Als es persönlich an die Reihe kommt, macht es eine Figur, hat meines Erachtens nach die richtige Technik und wirft leider etwas kurz. Vier Sterne.

So geht es weiter und irgendwann habe ich den Dreh raus. Ich beobachte die unterschiedlichsten Menschen, klein, groß, dick, dünn, fröhlich, betrübt, sportlich oder unsportlich und bekomme unter anderem einen tiefen Einblick in die indische Welt der Namen.
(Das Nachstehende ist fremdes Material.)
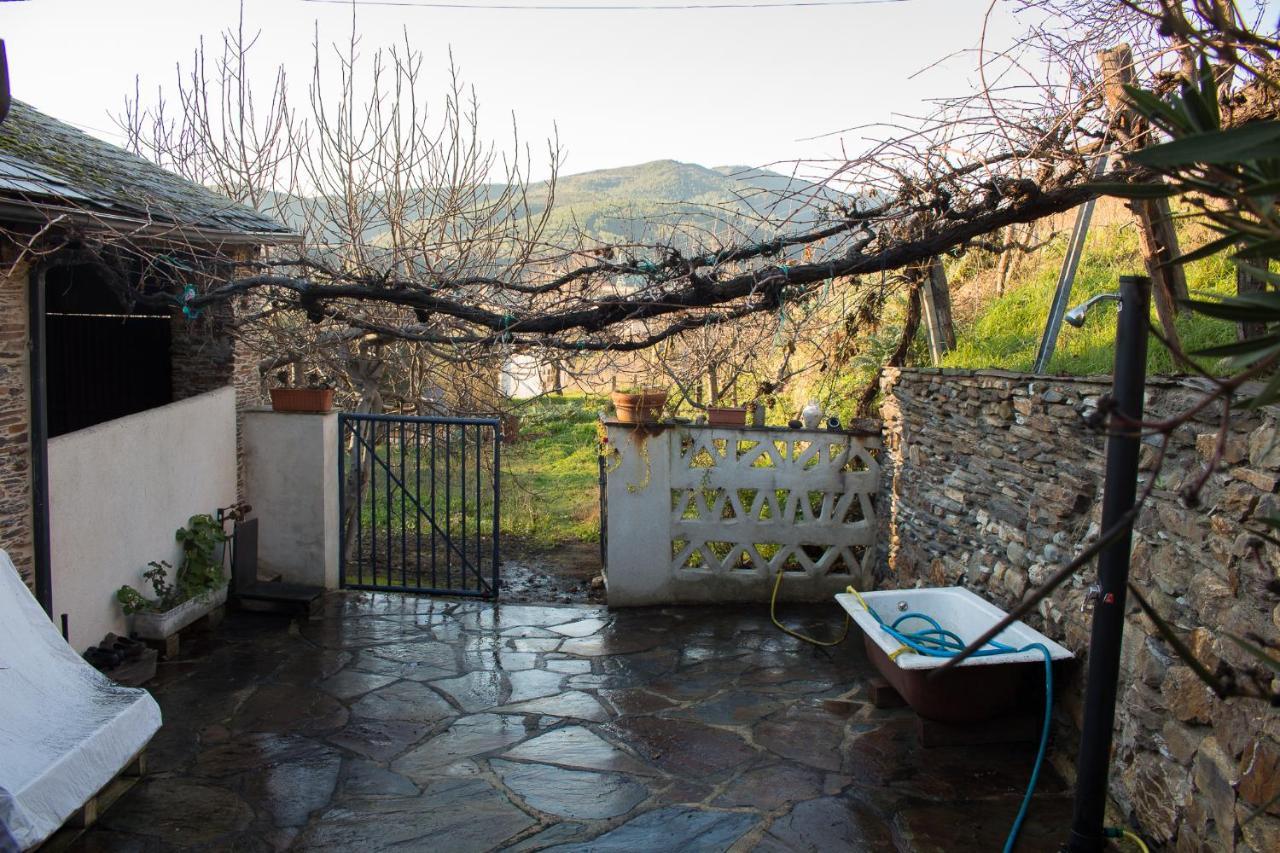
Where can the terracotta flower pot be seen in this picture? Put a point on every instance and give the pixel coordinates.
(639, 407)
(310, 400)
(726, 415)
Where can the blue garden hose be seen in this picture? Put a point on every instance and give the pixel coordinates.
(936, 641)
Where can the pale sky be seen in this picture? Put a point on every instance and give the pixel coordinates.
(711, 86)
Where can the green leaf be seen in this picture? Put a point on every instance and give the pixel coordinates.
(1244, 142)
(1256, 272)
(1155, 109)
(1211, 247)
(1235, 310)
(1269, 395)
(1239, 347)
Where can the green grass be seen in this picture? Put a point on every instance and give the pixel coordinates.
(549, 492)
(1008, 331)
(549, 487)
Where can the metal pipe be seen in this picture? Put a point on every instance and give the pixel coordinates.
(1128, 386)
(39, 439)
(1066, 274)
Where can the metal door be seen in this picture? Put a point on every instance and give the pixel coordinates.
(419, 502)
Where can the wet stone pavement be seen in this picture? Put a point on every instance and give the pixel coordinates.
(403, 723)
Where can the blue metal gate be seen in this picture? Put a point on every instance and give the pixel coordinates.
(419, 501)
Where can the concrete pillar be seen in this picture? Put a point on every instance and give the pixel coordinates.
(291, 470)
(638, 552)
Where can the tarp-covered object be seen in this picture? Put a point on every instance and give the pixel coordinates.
(65, 729)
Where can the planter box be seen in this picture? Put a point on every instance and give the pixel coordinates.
(158, 626)
(726, 415)
(309, 400)
(643, 407)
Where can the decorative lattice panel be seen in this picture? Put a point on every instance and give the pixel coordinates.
(754, 501)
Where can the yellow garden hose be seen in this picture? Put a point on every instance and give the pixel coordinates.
(1116, 831)
(773, 605)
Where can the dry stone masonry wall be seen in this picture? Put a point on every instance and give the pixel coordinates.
(997, 479)
(14, 422)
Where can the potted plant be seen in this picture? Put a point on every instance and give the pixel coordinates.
(315, 398)
(639, 405)
(197, 588)
(726, 415)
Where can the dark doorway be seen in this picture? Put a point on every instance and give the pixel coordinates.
(104, 360)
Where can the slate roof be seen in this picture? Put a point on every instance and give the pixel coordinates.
(46, 162)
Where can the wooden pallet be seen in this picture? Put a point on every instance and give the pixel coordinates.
(170, 646)
(96, 806)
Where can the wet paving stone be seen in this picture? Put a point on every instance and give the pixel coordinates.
(581, 794)
(768, 788)
(579, 747)
(366, 779)
(352, 683)
(983, 826)
(289, 711)
(475, 690)
(568, 666)
(549, 836)
(465, 738)
(684, 748)
(571, 703)
(804, 731)
(403, 723)
(379, 739)
(533, 684)
(469, 812)
(580, 628)
(675, 828)
(408, 701)
(830, 824)
(178, 812)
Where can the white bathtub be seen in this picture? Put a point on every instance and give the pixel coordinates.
(976, 689)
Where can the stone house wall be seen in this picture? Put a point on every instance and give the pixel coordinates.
(996, 479)
(206, 355)
(16, 420)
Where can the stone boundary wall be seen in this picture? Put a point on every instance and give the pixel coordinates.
(16, 536)
(996, 479)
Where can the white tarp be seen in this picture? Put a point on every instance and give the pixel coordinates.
(65, 729)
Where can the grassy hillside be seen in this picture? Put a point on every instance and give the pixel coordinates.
(549, 475)
(1004, 332)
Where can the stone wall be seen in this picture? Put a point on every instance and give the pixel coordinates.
(996, 479)
(16, 423)
(206, 356)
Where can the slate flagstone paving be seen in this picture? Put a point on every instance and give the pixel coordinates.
(414, 724)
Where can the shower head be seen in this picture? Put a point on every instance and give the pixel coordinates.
(1075, 316)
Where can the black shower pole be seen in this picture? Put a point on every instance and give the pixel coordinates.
(1128, 387)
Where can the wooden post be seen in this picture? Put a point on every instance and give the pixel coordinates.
(1155, 220)
(936, 301)
(1248, 283)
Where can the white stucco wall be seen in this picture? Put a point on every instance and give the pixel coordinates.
(119, 491)
(713, 514)
(291, 471)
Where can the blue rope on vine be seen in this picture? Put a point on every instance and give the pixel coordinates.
(188, 293)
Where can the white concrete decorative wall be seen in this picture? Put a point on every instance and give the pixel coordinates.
(117, 493)
(700, 514)
(291, 471)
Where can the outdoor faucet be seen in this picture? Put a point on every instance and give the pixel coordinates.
(1075, 316)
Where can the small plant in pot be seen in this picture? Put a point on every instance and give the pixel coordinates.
(639, 405)
(726, 415)
(314, 398)
(196, 588)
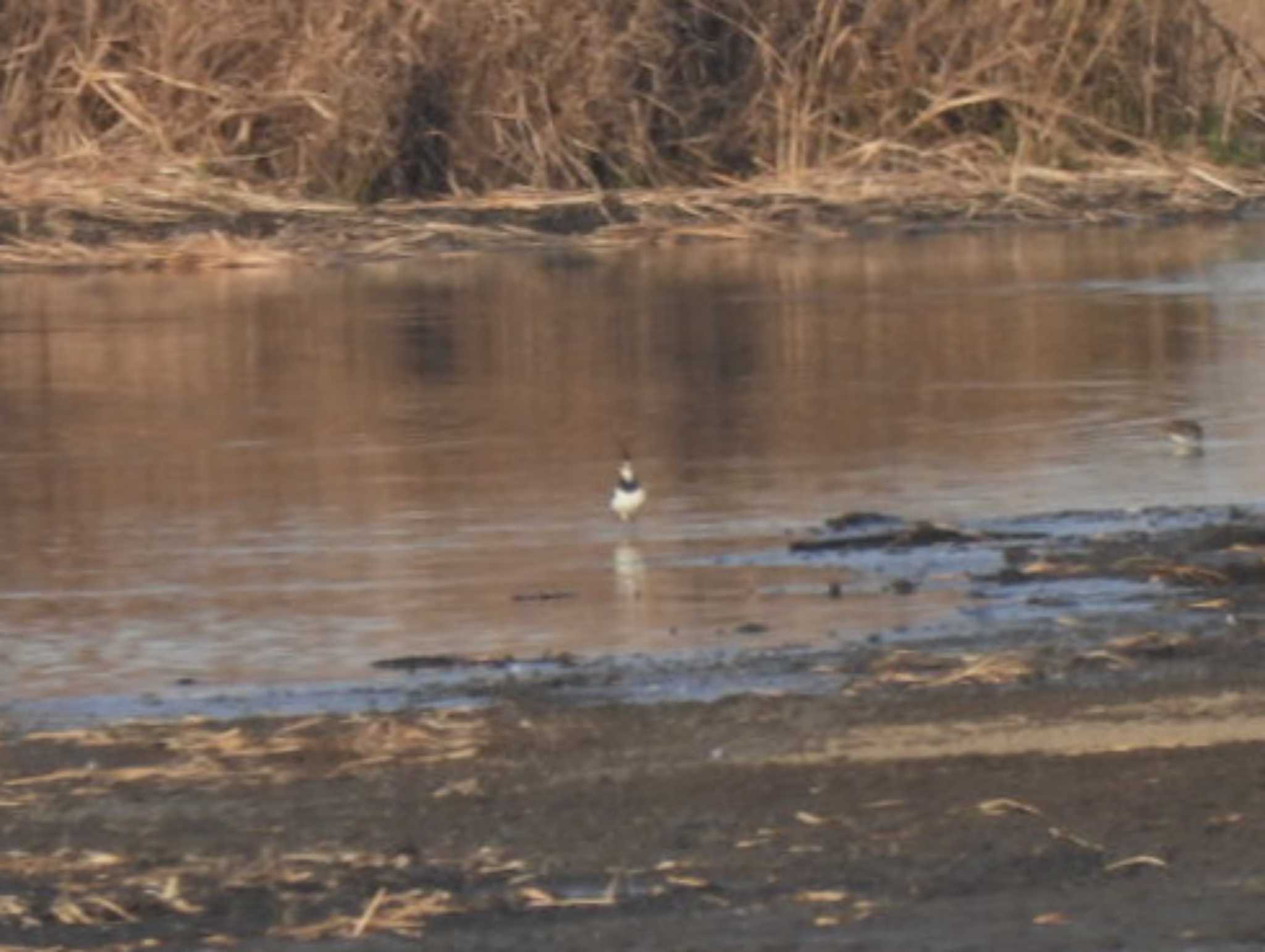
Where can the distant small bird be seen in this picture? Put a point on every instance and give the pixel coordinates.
(1186, 435)
(629, 493)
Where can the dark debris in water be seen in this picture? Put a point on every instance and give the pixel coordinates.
(872, 530)
(544, 596)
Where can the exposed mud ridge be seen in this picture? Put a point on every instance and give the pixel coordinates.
(52, 218)
(1086, 783)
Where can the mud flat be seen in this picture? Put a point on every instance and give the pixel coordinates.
(54, 218)
(1023, 790)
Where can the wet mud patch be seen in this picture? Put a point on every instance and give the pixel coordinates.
(1088, 780)
(854, 821)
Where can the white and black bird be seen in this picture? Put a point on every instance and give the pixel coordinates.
(629, 493)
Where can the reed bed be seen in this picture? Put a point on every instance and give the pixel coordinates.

Es gibt eine riesige Auswahl derer und kaum einer wird sich unter all diesen 139 Kindern, die ich an diesem und am nächsten Tag bewerte, wiederholen.
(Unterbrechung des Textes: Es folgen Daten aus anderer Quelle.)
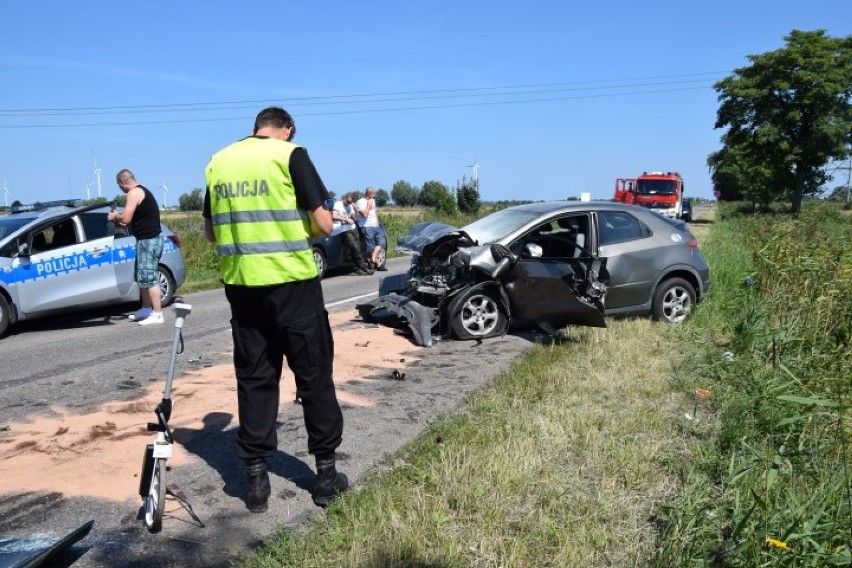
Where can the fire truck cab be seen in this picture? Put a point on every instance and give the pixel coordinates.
(661, 191)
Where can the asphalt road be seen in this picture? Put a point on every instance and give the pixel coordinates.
(82, 361)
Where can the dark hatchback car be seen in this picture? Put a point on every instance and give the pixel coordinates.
(329, 252)
(542, 264)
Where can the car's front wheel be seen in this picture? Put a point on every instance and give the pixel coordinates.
(479, 316)
(5, 315)
(167, 285)
(673, 300)
(319, 259)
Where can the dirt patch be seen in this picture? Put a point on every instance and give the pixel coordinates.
(99, 454)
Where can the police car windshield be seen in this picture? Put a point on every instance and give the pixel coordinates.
(9, 225)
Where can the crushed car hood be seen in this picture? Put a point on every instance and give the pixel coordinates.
(422, 238)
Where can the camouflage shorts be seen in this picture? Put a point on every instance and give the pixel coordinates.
(148, 253)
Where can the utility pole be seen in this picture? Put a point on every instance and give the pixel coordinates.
(848, 178)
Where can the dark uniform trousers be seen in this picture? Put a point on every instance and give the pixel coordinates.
(270, 323)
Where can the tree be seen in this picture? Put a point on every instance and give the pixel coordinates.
(404, 194)
(787, 115)
(432, 193)
(467, 196)
(192, 201)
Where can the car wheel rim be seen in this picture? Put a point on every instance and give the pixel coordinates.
(479, 315)
(676, 304)
(319, 262)
(164, 284)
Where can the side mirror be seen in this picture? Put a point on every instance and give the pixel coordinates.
(532, 250)
(23, 250)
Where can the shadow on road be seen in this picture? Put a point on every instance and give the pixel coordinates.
(214, 445)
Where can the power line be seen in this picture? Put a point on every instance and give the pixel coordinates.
(357, 111)
(389, 98)
(183, 106)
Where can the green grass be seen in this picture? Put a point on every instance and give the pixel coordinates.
(557, 463)
(767, 480)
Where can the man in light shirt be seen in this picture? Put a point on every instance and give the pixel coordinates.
(368, 220)
(343, 215)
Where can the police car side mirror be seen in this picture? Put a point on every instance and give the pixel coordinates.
(24, 249)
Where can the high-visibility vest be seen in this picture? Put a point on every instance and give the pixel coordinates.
(261, 234)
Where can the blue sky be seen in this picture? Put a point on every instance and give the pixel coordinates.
(550, 98)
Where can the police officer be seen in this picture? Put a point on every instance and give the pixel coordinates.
(264, 200)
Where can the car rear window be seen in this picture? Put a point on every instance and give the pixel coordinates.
(9, 225)
(95, 225)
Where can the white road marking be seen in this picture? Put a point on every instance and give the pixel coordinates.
(352, 299)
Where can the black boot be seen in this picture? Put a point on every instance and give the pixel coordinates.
(259, 488)
(329, 483)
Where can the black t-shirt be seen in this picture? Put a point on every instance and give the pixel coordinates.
(146, 218)
(310, 190)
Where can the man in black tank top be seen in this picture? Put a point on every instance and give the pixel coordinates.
(142, 213)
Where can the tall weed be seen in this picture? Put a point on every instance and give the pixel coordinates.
(769, 482)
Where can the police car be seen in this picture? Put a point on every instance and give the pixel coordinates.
(60, 256)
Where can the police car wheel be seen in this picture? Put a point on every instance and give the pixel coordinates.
(319, 259)
(167, 286)
(5, 315)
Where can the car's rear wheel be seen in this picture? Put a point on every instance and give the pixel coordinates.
(167, 285)
(319, 259)
(5, 315)
(479, 316)
(673, 300)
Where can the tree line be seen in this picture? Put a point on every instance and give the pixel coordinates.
(787, 117)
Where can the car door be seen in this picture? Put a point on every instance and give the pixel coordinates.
(544, 289)
(633, 258)
(63, 270)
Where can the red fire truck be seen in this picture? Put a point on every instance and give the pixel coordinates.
(661, 191)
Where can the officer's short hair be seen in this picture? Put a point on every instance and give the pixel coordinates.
(275, 117)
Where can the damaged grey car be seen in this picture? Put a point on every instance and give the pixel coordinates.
(509, 269)
(543, 265)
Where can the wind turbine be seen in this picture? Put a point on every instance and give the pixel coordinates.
(97, 174)
(88, 189)
(165, 189)
(475, 167)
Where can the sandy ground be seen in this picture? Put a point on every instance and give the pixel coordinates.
(98, 454)
(64, 467)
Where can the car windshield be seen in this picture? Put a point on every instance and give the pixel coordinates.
(655, 187)
(493, 227)
(9, 225)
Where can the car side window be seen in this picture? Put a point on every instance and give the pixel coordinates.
(618, 227)
(58, 235)
(96, 226)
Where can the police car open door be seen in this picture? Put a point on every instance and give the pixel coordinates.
(65, 269)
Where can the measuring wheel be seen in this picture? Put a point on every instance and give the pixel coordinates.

Teilweise klingen sie wie Fantasienamen, aus einer längst vergessenen Zeit, oder sind so schwer auszusprechen ( siehe Sridhyanalalitha), dass selbst die indischen Schiedsrichter es schwer haben dieses Kind aufzurufen.

 

Zwischendurch schiele ich immer wieder zum Essenstand von Skrollan und Toni herüber, die im Namen von unserer Organisation Kuchen verkaufen. Es scheint wahnsinnig gut zu laufen. Ständig steht ein kleines Aufgebot an Leuten dort und darüber bin ich echt zufrieden, klingen mir noch die Worte unserer Chefin nach, die, als ich zum zweiten Mal zum Einkaufen aufbrach, weil noch nicht alle Zutaten da waren, auf uns schimpfte: „Sicherlich werdet ihr  mehr für den Einkauf ausgeben, als dass ihr an Geld einnehmen werdet“, so ihre Worte. „Und dadurch wird dieses ganze Prozedere definitiv schon ein Minusgeschäft für die Organisation“. Daran haben wir nie geglaubt und wahrlich wird es auch nicht so kommen. Am Ende der Olympiade werden wir im dicken Plus stehen und das wird mir eine gewisse Genugtuung verschaffen es doch gepackt zu haben, obwohl man nicht an uns glaubte.

 

Athen beendet seinen zweiten Durchgang und ich habe schnell meine drei Lieblinge gefunden, die sich doch recht schnell herauskristallisiert hatten. Schlussendlich war Siddharth  sehr fokussiert, Angelina motiviert und Alekya war einfach glücklich, wo andere eine Trauermine zogen.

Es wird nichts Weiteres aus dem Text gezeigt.